Thursday, June 4, 2009

Personality Change

Have you ever tried to change your personality? I’ve made superficial changes like being more tolerant of others, recognizing when to keep my mouth shut, refining my self-discipline. These things have taken some effort, but not extraordinary quantities.

For the past few years, I’ve been trying to change a larger, more core trait of my personality: priorities. Yes, I’m trying to change my priorities. Sounds simple, I agree. Sometimes it is. But the specific priority I’m trying to change is the priority I place on the work aspect of my life. Ever since I was a slick sleeve in the Air Force, I’ve made work a defining factor of who I am. I enjoy (relish, actually) working hard and contributing to the success of the team. I’ve built my sense of self-esteem and value on my job performance.

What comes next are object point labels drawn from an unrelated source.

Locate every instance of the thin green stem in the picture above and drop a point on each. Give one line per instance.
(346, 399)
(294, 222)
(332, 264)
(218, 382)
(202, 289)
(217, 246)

A few years ago, I was informed that when our Receptionist retired I would absorb those duties (at least I got to keep most of my own work). I understand budget cuts, but it was still difficult for me. I had spent the better part of 25 years working toward the goal of advancing, not backsliding. I had worked hard for the company, learned and acquired new duties whenever possible, and made sacrifices. I worked weekends on a regular basis; if I’d had my “priorities” straight, I would have spent that time with my family.

I’m not proud to say that I didn’t handle this situation well (could have been worse, but definitely could have been better). I’ve suffered consequences as a result and I’m now sitting at the front desk. My pride has been squashed and my heart broken. I’ve been told that I should just be glad to have a job. I don’t disagree (I’m not shallow enough to not realize and appreciate the blessing of having a job), but hearing it just adds insult to injury. Why am I so lucky and not everyone else; they didn’t get downsized, I did – and on display in the lobby for all and creation to see. The way I see it, I deserved better. But I need a job, so there I sit.

I digress. Throughout this process, I’ve realized that I place too much emphasis on work. I struggle between logic and reality. Logic says work shouldn’t be what gives me my identity and sense of value. Reality says that I feel most motivated and engaged when I’m at work. I have hobbies and other interests, I even have a second job and started going to college. So far these things are no match for that feeling of soaring with eagles (no turkey’s for me!) at work. Where I once felt the rush that doing good work gives on a daily basis, I now feel it on occasion. I miss it.

The struggle continues. I’ve got a misconnected wire somewhere in my brain, it shouldn’t be this way. My priorities are wrong. Trying to change is difficult. My logic tells me work should be about enabling me to pursue other, more fun interests, but when I’m honest with myself I see that I’m not convinced.